Ce graphique à barres illustre les différentes caractéristiques de la progression du secteur de l’emploi en Ontario depuis juin 2009. Le nombre d’emplois total a augmenté de 641 000 depuis juin 2009, réparti comme suit : 577 000 emplois à temps plein et 64 000 emplois à temps partiel.
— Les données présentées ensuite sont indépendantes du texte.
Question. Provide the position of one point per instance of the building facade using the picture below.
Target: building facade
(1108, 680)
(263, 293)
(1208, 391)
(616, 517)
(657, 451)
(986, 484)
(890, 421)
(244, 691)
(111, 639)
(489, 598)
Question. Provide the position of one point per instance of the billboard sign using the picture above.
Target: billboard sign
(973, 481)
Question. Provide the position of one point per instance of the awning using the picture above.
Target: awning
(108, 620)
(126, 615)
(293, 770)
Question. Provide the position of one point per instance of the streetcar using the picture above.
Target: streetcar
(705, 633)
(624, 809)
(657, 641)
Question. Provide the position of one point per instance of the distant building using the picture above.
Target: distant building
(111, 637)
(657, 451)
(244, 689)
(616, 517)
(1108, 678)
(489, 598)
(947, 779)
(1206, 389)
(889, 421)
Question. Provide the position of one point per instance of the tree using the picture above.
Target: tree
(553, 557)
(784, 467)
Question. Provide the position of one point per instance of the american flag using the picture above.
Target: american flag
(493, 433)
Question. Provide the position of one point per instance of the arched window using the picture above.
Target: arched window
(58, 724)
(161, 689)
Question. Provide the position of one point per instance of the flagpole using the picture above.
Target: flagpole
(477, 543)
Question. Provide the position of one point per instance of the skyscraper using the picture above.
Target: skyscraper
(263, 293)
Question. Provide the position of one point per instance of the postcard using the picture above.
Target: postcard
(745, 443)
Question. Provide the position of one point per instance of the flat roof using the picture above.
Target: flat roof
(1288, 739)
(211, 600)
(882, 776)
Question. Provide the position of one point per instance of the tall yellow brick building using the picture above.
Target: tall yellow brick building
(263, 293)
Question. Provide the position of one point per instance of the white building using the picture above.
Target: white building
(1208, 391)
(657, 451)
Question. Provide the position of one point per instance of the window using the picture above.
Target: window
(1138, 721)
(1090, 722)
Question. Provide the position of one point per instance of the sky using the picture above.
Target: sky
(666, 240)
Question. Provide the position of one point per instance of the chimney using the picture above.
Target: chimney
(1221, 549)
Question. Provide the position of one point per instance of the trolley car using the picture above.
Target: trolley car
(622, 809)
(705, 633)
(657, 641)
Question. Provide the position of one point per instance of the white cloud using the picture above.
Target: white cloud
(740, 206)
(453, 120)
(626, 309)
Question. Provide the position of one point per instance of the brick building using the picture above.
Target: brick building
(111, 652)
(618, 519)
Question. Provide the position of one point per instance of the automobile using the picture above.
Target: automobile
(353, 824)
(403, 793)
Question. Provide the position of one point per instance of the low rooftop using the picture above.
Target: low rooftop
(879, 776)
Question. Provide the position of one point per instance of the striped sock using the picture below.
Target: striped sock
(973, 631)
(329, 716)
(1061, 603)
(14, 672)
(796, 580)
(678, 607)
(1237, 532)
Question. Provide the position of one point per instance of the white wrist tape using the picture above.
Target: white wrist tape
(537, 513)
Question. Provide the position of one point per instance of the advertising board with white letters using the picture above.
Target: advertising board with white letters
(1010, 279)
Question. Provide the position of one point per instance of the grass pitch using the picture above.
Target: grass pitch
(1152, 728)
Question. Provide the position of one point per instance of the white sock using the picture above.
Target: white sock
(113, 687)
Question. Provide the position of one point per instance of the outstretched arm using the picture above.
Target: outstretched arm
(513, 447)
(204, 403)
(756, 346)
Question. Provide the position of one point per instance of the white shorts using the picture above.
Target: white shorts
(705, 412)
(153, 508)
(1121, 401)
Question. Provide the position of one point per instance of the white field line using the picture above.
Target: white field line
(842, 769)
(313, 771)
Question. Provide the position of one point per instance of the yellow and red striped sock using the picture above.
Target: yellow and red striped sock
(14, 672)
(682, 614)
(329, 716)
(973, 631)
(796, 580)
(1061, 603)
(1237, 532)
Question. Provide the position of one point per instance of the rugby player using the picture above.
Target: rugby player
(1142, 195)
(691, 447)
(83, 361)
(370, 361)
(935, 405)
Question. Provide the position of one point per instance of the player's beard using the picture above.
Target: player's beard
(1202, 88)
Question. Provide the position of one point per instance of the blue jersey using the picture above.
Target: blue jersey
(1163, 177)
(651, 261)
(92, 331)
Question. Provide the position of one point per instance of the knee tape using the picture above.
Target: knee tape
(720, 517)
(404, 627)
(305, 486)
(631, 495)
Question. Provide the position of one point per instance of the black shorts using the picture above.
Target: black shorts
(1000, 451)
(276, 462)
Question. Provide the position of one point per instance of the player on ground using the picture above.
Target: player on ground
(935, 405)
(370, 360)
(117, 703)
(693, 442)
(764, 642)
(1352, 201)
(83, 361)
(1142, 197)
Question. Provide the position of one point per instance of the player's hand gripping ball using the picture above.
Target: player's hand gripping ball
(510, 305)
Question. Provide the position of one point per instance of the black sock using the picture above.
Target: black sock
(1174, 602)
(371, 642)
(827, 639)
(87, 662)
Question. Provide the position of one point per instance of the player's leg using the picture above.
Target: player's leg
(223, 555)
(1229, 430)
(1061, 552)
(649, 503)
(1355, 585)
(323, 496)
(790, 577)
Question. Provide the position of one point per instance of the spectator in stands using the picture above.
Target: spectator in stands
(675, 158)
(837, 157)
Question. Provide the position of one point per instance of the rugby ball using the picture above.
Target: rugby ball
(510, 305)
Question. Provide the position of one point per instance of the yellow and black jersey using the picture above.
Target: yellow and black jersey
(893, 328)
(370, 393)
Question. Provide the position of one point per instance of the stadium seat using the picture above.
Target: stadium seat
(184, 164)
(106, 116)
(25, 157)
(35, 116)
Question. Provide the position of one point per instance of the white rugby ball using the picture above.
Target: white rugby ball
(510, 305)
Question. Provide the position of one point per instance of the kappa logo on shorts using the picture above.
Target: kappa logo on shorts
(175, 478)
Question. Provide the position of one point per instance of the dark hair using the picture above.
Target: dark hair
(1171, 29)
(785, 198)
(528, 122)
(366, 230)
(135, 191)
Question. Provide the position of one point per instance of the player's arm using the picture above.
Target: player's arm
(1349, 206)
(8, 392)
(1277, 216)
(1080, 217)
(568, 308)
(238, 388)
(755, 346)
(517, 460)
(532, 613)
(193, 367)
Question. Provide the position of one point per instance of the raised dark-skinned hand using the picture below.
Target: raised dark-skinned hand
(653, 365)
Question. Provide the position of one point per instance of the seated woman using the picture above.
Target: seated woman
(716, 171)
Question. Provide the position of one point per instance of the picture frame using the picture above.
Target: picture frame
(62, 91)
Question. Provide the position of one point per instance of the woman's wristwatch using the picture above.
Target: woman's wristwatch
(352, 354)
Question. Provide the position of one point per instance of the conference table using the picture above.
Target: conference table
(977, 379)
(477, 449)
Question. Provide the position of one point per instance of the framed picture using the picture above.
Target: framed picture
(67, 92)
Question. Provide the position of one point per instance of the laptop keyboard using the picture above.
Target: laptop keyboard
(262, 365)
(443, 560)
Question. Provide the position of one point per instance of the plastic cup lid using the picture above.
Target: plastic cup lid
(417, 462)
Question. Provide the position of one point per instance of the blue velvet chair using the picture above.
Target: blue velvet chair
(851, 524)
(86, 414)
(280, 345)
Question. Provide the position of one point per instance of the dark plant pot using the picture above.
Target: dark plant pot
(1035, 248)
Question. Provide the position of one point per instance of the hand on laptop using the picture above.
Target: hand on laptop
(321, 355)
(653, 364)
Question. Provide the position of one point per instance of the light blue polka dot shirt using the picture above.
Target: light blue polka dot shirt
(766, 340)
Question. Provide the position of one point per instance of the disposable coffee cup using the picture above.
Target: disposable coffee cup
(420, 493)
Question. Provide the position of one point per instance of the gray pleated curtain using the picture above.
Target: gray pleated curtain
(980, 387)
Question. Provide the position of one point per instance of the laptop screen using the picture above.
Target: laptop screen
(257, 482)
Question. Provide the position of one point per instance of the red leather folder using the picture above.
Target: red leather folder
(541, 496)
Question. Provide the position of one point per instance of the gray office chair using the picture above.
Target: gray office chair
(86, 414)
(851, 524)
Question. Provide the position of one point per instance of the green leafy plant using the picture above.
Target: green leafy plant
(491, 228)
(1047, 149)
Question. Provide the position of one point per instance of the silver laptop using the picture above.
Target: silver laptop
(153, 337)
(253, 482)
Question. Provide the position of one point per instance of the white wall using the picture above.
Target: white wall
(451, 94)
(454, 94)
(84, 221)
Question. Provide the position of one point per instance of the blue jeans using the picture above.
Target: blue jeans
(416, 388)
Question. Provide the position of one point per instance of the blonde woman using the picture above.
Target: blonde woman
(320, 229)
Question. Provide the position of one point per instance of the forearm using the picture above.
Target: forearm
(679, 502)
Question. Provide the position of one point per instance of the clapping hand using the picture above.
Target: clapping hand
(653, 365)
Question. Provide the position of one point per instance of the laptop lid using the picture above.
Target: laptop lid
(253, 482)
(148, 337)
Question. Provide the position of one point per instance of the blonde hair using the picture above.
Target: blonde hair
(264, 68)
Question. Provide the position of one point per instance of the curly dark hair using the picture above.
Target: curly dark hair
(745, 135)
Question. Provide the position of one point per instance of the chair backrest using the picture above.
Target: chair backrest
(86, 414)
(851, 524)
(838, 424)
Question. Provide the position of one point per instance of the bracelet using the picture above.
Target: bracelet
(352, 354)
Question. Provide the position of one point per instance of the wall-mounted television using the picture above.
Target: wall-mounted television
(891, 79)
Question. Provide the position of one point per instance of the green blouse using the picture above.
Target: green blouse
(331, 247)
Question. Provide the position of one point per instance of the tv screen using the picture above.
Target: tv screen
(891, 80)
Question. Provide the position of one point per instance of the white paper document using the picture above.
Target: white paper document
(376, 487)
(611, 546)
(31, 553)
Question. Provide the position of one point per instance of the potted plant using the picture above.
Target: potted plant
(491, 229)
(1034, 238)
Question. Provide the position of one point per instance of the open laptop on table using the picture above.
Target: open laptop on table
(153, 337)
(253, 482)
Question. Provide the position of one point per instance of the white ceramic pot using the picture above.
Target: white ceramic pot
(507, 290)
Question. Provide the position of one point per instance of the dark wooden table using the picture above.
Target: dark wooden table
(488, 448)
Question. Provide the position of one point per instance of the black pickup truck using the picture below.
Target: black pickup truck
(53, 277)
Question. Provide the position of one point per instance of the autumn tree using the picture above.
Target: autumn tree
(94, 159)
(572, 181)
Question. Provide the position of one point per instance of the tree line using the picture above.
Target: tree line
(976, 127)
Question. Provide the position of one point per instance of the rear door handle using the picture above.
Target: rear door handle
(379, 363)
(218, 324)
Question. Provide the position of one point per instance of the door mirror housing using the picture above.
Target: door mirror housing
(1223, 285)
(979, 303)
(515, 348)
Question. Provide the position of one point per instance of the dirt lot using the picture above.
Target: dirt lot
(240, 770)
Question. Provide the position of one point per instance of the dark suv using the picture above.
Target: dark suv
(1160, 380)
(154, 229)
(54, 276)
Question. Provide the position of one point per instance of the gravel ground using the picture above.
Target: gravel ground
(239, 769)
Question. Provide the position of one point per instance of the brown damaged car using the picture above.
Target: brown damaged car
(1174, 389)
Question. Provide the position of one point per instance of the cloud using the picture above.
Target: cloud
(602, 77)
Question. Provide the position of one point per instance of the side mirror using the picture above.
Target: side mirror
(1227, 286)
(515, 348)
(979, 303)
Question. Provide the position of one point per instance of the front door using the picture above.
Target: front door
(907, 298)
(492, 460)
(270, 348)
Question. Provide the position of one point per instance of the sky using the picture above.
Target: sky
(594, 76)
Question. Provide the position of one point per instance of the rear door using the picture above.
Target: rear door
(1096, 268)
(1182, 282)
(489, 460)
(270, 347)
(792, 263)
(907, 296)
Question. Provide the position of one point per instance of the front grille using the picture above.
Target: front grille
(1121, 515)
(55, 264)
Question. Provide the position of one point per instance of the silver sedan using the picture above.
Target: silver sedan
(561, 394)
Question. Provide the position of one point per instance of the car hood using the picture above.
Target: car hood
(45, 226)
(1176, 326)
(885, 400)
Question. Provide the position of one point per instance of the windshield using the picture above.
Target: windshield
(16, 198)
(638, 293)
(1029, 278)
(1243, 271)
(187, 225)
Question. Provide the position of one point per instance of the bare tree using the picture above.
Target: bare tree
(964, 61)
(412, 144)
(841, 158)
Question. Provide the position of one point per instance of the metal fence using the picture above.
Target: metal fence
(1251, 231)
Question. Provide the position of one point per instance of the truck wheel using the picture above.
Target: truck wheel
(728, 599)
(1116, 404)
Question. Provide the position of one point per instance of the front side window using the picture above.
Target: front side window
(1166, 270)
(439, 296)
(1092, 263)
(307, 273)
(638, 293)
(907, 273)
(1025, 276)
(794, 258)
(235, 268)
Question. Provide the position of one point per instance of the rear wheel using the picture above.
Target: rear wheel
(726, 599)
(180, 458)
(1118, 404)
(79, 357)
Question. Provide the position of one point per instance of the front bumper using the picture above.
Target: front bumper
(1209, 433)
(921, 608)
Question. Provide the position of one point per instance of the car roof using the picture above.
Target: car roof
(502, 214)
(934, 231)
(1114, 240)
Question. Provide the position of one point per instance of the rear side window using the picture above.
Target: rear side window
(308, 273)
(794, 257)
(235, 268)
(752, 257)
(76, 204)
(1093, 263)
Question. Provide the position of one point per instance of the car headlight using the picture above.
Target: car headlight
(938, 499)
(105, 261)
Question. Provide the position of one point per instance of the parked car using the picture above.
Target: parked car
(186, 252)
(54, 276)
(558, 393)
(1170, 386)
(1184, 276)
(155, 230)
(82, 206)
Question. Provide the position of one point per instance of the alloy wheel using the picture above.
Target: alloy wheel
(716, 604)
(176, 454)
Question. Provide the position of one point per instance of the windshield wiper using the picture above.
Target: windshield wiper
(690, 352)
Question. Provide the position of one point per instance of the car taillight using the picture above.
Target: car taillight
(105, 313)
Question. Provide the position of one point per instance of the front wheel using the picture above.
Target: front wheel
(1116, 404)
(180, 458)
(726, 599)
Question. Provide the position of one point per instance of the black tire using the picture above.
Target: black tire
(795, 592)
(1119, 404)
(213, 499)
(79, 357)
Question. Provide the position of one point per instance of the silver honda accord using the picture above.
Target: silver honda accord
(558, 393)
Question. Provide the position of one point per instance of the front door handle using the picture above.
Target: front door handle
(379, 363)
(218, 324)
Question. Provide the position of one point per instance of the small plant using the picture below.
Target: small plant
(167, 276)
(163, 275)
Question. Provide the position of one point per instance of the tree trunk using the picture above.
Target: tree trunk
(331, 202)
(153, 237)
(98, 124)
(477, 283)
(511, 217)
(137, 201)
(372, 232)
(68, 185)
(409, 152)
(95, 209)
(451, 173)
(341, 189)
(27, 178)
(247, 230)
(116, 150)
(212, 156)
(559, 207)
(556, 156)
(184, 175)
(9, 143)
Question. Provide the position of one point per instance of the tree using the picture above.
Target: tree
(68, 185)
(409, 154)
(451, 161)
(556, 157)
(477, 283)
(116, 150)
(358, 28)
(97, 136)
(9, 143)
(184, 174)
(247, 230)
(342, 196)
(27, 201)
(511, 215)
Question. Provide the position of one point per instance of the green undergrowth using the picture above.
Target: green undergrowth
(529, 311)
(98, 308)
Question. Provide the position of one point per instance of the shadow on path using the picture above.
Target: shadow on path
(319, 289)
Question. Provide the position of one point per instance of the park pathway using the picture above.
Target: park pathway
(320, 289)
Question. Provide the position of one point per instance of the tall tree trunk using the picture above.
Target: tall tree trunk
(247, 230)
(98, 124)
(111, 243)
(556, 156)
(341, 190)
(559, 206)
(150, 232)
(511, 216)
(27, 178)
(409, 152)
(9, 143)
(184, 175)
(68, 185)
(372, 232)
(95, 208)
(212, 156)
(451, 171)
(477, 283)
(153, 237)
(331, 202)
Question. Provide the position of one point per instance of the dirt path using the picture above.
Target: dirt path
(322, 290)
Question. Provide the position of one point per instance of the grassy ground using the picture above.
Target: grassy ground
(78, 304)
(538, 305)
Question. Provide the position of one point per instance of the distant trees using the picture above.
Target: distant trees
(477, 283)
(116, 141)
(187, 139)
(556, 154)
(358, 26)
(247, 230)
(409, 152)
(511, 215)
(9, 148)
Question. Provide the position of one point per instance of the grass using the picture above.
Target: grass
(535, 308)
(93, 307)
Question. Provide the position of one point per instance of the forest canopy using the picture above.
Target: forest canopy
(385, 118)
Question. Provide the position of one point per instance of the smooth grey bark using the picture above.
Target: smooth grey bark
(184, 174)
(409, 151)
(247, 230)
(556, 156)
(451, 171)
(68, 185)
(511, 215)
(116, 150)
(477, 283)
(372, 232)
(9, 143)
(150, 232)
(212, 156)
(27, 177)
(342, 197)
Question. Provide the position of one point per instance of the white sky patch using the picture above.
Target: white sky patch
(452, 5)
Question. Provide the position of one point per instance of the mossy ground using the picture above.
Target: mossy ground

Le nombre d’emplois a augmenté de 462 000 dans le secteur privé et de 81 000 dans le secteur public, alors que le nombre de travailleurs autonomes s’est accru de 98 000. Parmi ces nouveaux emplois, 489 000 se trouvaient dans des industries affichant des salaires supérieurs à la moyenne, tandis que 152 000 étaient dans des industries où les salaires sont inférieurs à la moyenne.

Retourner au graphique 3.2

Graphique 3.3 : Le commerce continue de soutenir l’économie en Ontario

Ce graphique linéaire et à barres indique les exportations réelles annuelles (ligne continue), les importations réelles (ligne pointillée) et la contribution de la balance commerciale positive au PIB (barres) en Ontario de 1981 à 2015. De 1981 à 2009, les exportations réelles ont été supérieures aux importations réelles, ce qui a donné lieu à une balance commerciale positive durant toute cette période. Après un bref revirement à partir de 2010, la balance commerciale de l’Ontario est redevenue positive en 2012 et continue de l’être depuis.

Retourner au graphique 3.3

Graphique 3.4 : La croissance économique de l’Ontario devrait s’amplifier

Ce graphique à barres montre la composition de la croissance de l’Ontario au cours de la période de prévision (de 2016 à 2019). Dans l’ensemble, l’économie devrait enregistrer une hausse moyenne du PIB réel de 2,2 %, soutenue par une augmentation annuelle des investissements résidentiels et des entreprises se situant en moyenne à 2,8 % respectivement. La croissance moyenne entre 2016 et 2019 devrait être de 2,1 % au titre des dépenses de consommation, de 1,4 % au titre du gouvernement, de 2,4 % au titre des exportations et de 2,2 % au titre des importations.

Retourner au graphique 3.4

Graphique 3.5 : Le marché du travail de l’Ontario devrait continuer à s’améliorer

Ce graphique linéaire montre les taux de chômage en Ontario de 2013 à 2019. Le taux de chômage a diminué, passant de 7,6 % en 2013 à 7,3 % en 2014, et à 6,8 % en 2015. Le taux de chômage devrait diminuer davantage pour se situer à 6,6 % en 2016, à 6,5 % en 2017, à 6,4 % en 2018 et à 6,2 % en 2019.

Retourner au graphique 3.5

Graphique 3.6 : Les frais hypothécaires sont élevés dans la RGT et à Hamilton-Burlington par rapport aux tendances historiques

Ce graphique à barres illustre les frais hypothécaires pour la période entre 2000 et 2014 ainsi que les frais hypothécaires estimés pour 2015 exprimés en pourcentage du revenu total en Ontario et dans ses régions. Les frais hypothécaires estimés pour 2015 exprimés en pourcentage du revenu total par région sont les suivants (en ordre décroissant) : RGT (39,9 %), Ontario (29,1 %), Hamilton-Burlington (26,2 %), Kitchener-Waterloo (20,8 %), St. Catharines-Niagara (20,6 %), Ottawa (18,8 %), London-St. Thomas (17,3 %), Grand Sudbury (13,8 %), Windsor-Essex (12,8 %) et Thunder Bay (12,7 %). La RGT, l’Ontario et Hamilton-Burlington sont les seules régions où les frais hypothécaires estimés sont supérieurs à ceux affichés durant la période de 2000 à 2014 dans leur région.